RMDs for Qualified Contracts
In order to avoid adverse tax consequences, you should begin to take distributions from your Contract no later than the beginning date required by the IRC. These distributions can be withdrawals or Annuity Payments. The distributions should be at least equal to the minimum amount required by the IRC or paid through an Annuity Option that complies with the RMD rules of IRC Section 401(a)(9). If your Contract is an individual retirement annuity, the required beginning date is no later than April 1 of the  calendar year after you reach the “applicable age” specified in IRC Section 401(a)(9)(C). If you attain age 72 after 2022 and age 73 before 2033, your applicable age is 73. If you attain age 74 after 2032, your applicable age is 75. Due to conflicting language in the SECURE 2.0 Act, enacted in December 2022, it is unclear whether the applicable age for an individual born in 1959 is 73 or 75. Previously, the age at which RMDs were required to begin was 70½ for those born before July 1, 1949, and 72 for those born after June 30, 1949 and before January 1, 1950.
Contingent Deferred Sales Charge (CDSC)
We will not deduct a CDSC if you apply your Contract Value to any Annuity Option.
Limitations on Payment Options
If you purchased the Contract as a Qualified Contract, the RMD rules that apply to annuitized Contracts during your lifetime may impose restrictions on the payment options that you may elect. In addition, in order to ensure that the Contract will comply with the RMD requirements that apply upon your death, you may not elect a joint and survivor Annuity Option with a non-spouse Joint Annuitant who is more than 10 years younger than you.
For Qualified Contracts, if, upon the death of the Owner (Annuitant if the Contract is owned by a non-natural person), there are Annuity Payments remaining, we may shorten the remaining payment period in order to ensure that payments do not continue beyond the 10 year post-death distribution period provided under IRC Section 401(a)(9), or beyond the Beneficiary’s life or life expectancy for certain classes of beneficiaries, such as a spouse or an individual who is not more than 10 years younger than the decedent.  

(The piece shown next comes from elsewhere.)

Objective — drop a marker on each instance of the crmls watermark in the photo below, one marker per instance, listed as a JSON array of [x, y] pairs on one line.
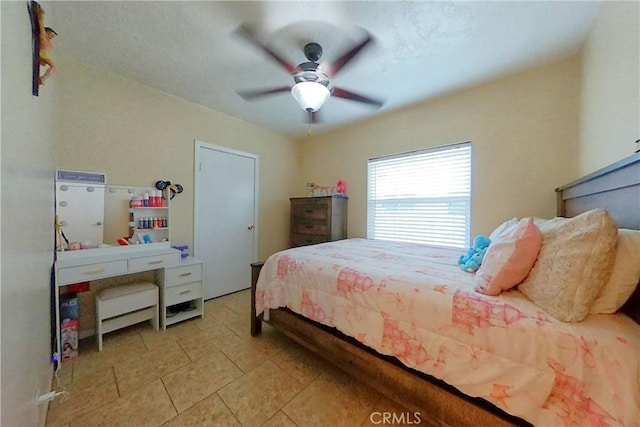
[[395, 418]]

Single Lifetime Contingent Options (Fixed Annuity Payments only)
  Single Life Annuity
Single Life Annuity with
Cash Refund
Single Life Annuity with
Period Certain
Number of Annuitants:
One
One
One
Length of Payment Period:
For as long as the Annuitant lives.
For as long as the Annuitant lives.
For a guaranteed period of either 10 or 20 years or as long as the Annuitant lives, whichever is longer.
Annuity Payments After
Death of the Annuitant:
None. All payments end upon the Annuitant’s death.
If the total of all Annuity Payments made is less than the amount applied to the Annuity Option, the Beneficiary(ies) will receive the difference in a lump sum. If the total of all Annuity Payments made is equal to or greater than the amount applied to the Annuity Option, no additional payment will be made.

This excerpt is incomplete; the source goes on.